Wow, thanks Flaminus. I half hope he doesn't end up writing back, because I'll have no idea what he says. 

Saying that, is there any Japanese phrase I can just add on the end of the letter, ie "I'm not really this good, I got help!" kind of thing?


----------



## Flaminius

lmarfell said:


> Saying that, is there any Japanese phrase I can just add on the end of the letter, ie "I'm not really this good, I got help!" kind of thing?


日本語は上手くありません。この手紙も、手伝ってもらって、書きました。
Nihongo-wa umaku arimasen.  kono tegami-mo, tetsudatte moratte, kakimashita.
I am not good at Japanese.  I wrote this letter with [myself] being helped.

Gambarandum est!


----------



## jp_fr_linguaphile

I like this alternative translation: 私が描いた秩父の山のスケッチを for a sketch I did of the Chichibu mountains.

気に入ってくださると、うれしいです。
kiniitte kudasaru-to ureshii desu.  Flaminius, this was a typo, I imagine.  

Regarding the statement above, this is what Flaminius means in layman's terms: When you and another person are being referenced in a sentence (i.e. I hope you like it.), it is important to make the distinction between "you" and "me" by using different levels of politeness since personal pronouns are not often used in Japanese.

Thus, the verb highlighted in 気に入ってくださると refers to "you."  This is an honorific verb.  うれしいです This is one level below くださる.  Therefore, we know the subject is "I."

I hope I have been able to shed some light on this daunting aspect of the Japanese language.


----------



## jp_fr_linguaphile

lmarfell said:


> Thank you both - these answers are perfect. You've been really helpful
> I really hope that one day I'll have the same command of Japanese as you, jp!


I started Japanese when I was 17 and here I am 19 years later.  It was a lot of work.  My recommendation to you, though.  Make sure you keep up your proficiency.  Since I have left Japan, I have started to neglect my Japanese studies, and subsequently I see my ability precipitously falling.   
This forum will help bring me back up to where I was.  
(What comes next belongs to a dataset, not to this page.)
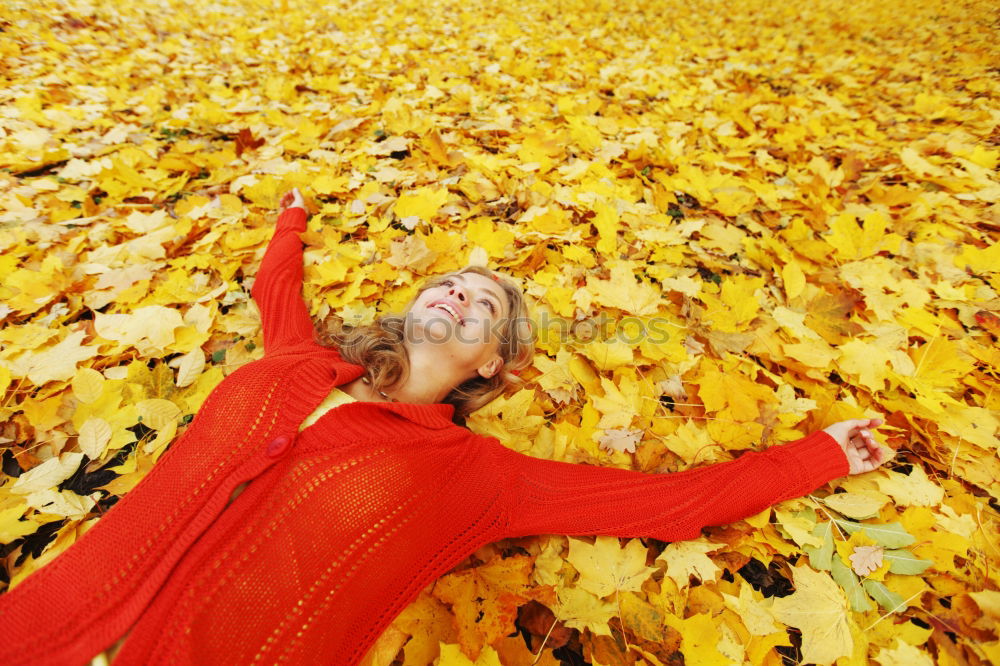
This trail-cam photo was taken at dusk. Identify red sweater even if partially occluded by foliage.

Thanks for the compliment.


----------



## cheshire

奥秩父の山脈の私自身のスケッチ
This is not wrong but awkward and unclear, leaving other possibilities of modifying the noun "スケッチ." For example it could be taken, if you will, as "the sketch in which I'm depicted with the background of the Okuchichibu Mountains."


jp_fr_linguaphile said:


> 気に入ってくださると、うれしいです。
> Regarding the statement above, this is what Flaminius means in layman's terms: When you and another person are being referenced in a sentence (i.e. I hope you like it.), it is important to make the distinction between "you" and "me" by using different levels of politeness since personal pronouns are not often used in Japanese.
> 
> Thus, the verb highlighted in 気に入ってくださると refers to "you." This is an honorific verb. うれしいです This is one level below くださる. Therefore, we know the subject is "I."
> 
> I hope I have been able to shed some light on this daunting aspect of the Japanese language.


There must be more *sophisticated* ways of saying it, but you are on the right track. Keep going!


----------



## lmarfell

Thanks for that. Seems I've ignited a bit of discussion about Japanese grammar, here!
I can't wait for the day that I can join in that debate


----------